Though we did all this and came away feeling great (maybe slightly sick also), we have since realized we kind of missed the point. And maybe we weren’t, or aren’t, the only ones. See the Museum of Ice Cream is not really about ice cream (though there’s now a Target branded line that includes such things as Impeach-Mint so this argument might get a bit blurry). It’s also not about taking out your phone to capture the perfect image. It’s also not about screeching through oblivious of those around you as you try to craft the perfect time. What we have since learned is that that it is fundamentally about connection. That’s right, this experience, this museum, now handily rebranded by its founders as an ‘experium’, has been engineered to bring people together, to be a kind of social glue, albeit of the creamy vanilla kind.
It was this episode of Yale associated podcast The Happiness Lab by Dr. Laurie Santos that started to shift our perspective, and as we dug deeper into the motivation of co-founders Maryellis Bunn and Manish Voramotivation, we found more and more that spoke to The Museum of Ice Cream as a counterpoint to our current epidemic of disconnection and the loss of spaces in our worlds that give us the opportunities to just be people together.

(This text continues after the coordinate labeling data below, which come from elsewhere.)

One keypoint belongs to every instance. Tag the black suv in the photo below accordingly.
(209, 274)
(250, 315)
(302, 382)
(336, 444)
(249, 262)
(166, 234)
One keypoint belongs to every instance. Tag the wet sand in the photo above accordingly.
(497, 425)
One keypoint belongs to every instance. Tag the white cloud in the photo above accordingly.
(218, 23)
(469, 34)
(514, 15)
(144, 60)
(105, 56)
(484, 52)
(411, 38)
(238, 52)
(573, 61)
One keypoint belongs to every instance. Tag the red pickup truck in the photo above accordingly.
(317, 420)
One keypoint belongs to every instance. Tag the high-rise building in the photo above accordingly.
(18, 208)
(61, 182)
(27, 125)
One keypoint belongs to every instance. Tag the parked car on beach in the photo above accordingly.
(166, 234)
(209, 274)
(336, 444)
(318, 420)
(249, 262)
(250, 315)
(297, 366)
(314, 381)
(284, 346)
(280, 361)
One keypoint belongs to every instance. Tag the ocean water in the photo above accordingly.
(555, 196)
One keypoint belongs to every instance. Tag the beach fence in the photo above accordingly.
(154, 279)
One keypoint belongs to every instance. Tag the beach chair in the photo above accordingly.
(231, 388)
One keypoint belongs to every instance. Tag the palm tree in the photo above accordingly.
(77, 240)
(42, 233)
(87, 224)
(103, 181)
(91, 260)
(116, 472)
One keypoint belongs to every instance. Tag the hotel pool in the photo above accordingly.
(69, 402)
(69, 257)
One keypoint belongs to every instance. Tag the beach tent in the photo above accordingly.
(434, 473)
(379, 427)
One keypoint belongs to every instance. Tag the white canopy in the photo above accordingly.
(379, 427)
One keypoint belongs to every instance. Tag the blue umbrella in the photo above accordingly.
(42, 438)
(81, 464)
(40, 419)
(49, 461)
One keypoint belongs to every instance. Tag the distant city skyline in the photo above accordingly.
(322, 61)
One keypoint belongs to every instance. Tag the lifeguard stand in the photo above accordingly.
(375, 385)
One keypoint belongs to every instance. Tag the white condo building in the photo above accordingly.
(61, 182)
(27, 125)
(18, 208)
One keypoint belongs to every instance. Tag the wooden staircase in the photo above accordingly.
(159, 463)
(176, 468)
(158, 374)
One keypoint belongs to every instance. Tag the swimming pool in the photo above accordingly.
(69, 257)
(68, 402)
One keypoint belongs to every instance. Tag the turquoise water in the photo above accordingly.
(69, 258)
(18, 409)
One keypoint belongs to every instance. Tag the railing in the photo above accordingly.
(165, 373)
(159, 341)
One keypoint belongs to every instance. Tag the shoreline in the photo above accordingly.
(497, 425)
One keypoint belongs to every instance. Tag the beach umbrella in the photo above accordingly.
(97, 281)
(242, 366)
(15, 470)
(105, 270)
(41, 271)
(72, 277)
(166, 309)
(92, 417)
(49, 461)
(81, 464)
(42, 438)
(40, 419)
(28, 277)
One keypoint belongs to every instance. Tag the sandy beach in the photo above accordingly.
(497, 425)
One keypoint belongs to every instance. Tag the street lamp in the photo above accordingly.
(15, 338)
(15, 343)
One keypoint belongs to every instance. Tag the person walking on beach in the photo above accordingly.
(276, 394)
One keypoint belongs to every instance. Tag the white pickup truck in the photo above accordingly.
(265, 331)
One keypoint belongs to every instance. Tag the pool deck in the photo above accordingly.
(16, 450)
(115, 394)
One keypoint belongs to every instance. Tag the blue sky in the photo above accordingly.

Here’s the irony: The Museum of Ice Cream was intended to be so spectacular that we wouldn’t be driven into the world of image-making on our phones, but rather we would be driven away from them. We’d want to immerse ourselves more in this fantasy world, for a short time tangibly all around us, because it was more real, more compelling, than those pixels. We would want to share that experience with those following a similar journey through the joyful labyrinthine spaces, as that would heighten our own experience for us. We’d want to escape our isolation and run into a place of collective joy.

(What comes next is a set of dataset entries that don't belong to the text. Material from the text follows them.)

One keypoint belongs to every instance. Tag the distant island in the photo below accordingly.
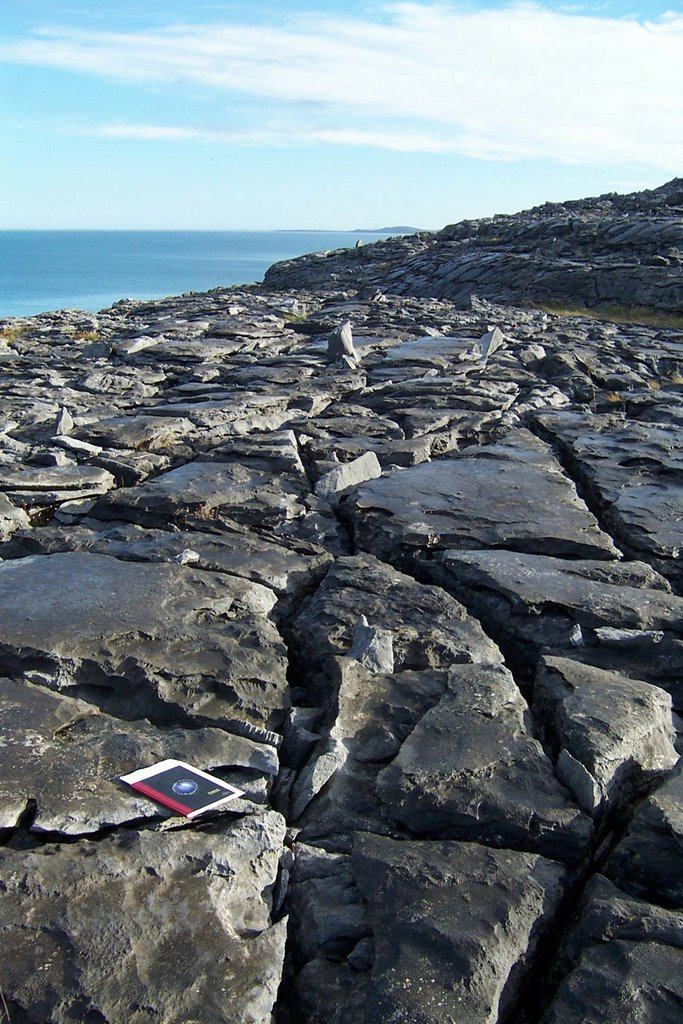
(396, 229)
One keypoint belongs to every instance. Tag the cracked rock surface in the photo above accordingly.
(406, 569)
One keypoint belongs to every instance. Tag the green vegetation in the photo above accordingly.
(617, 314)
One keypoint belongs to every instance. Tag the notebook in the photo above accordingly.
(181, 787)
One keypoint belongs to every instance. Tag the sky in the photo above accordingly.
(178, 115)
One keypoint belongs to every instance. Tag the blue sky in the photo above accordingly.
(256, 115)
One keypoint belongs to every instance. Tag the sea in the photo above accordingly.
(41, 271)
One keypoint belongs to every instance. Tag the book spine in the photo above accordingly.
(161, 798)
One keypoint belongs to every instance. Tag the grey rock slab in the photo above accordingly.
(196, 488)
(290, 571)
(148, 432)
(28, 485)
(256, 482)
(428, 628)
(456, 926)
(611, 735)
(605, 912)
(435, 351)
(471, 769)
(63, 757)
(228, 416)
(622, 983)
(636, 471)
(508, 495)
(335, 793)
(147, 928)
(647, 861)
(146, 639)
(612, 614)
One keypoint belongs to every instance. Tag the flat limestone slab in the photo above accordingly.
(616, 615)
(429, 629)
(146, 928)
(636, 470)
(30, 485)
(611, 735)
(455, 926)
(471, 769)
(152, 640)
(509, 495)
(65, 757)
(622, 983)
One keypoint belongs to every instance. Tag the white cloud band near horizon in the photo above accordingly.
(500, 83)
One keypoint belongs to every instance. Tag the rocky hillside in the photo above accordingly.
(624, 250)
(410, 577)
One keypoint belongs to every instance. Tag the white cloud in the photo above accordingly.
(500, 83)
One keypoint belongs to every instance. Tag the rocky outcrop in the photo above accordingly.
(421, 602)
(613, 250)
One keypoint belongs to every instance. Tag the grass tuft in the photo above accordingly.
(616, 314)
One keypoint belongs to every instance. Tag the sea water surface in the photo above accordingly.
(46, 270)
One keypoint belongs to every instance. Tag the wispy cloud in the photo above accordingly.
(502, 83)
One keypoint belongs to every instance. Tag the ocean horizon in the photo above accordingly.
(46, 270)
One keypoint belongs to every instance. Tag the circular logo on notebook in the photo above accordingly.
(184, 786)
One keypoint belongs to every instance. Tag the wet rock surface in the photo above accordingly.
(404, 571)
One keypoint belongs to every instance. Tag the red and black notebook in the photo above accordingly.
(183, 788)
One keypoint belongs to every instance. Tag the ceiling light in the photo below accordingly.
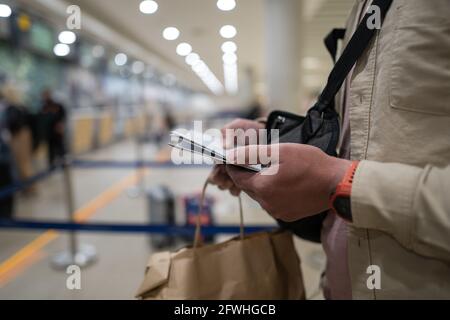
(183, 49)
(121, 59)
(171, 33)
(148, 6)
(138, 67)
(311, 63)
(61, 50)
(5, 11)
(226, 5)
(192, 59)
(98, 51)
(199, 67)
(231, 78)
(67, 37)
(228, 31)
(229, 58)
(229, 46)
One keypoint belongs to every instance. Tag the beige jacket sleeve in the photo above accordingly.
(410, 203)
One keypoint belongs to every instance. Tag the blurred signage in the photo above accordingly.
(5, 29)
(41, 37)
(24, 22)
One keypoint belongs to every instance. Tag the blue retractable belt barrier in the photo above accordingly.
(127, 228)
(107, 164)
(16, 187)
(101, 164)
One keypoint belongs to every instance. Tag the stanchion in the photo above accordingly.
(139, 188)
(80, 255)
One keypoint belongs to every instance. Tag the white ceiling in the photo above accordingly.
(199, 22)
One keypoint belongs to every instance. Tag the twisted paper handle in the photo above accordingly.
(198, 226)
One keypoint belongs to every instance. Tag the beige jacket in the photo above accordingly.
(399, 105)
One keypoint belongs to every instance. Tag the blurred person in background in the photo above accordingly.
(6, 177)
(55, 119)
(388, 236)
(17, 124)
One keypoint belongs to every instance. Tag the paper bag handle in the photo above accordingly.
(198, 225)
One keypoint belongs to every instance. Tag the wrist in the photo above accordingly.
(338, 171)
(340, 199)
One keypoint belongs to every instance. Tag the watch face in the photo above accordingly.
(343, 207)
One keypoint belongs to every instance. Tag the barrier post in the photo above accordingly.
(82, 255)
(139, 189)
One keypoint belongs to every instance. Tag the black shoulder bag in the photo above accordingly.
(320, 126)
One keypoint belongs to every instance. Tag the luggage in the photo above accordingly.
(161, 209)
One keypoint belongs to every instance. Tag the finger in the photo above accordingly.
(235, 191)
(242, 179)
(253, 154)
(220, 178)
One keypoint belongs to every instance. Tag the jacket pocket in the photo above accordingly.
(420, 69)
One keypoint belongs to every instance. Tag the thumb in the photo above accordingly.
(243, 179)
(252, 154)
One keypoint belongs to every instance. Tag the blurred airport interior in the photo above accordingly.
(106, 80)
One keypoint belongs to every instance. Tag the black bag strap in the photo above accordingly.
(331, 41)
(354, 49)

The Museum of Ice Cream has since pivoted and like all new concepts iterated on its theme. Yes, it’s a huge phenomenon that you may have visited, probably most likely have an opinion on, or are in the process of imitating (see the idiosyncratic experiential museums that it has since spawned), but it’s also still figuring itself out. Like Solo Nights (where you get in free if you turn up alone) and the phone free sessions; the Museum of Ice Cream concept is truly working when people connect within this fantasy palace, when they notice what’s actually around them and each other, and when the conversations started within the shininess go outside its walls, and sometimes that needs a phone-free helping hand.
The Museum of Ice Cream is a pop-up experience that’s meant to last more than the sugar high even as it gives you that high. It’s a careful line to tread, but we’re betting that as long as it's as much about the people it buoys up as the abundance of ice cream (or whatever the framework may become) that is consumed then this will stay a place of comfort that continues to soothe our disconnected lives.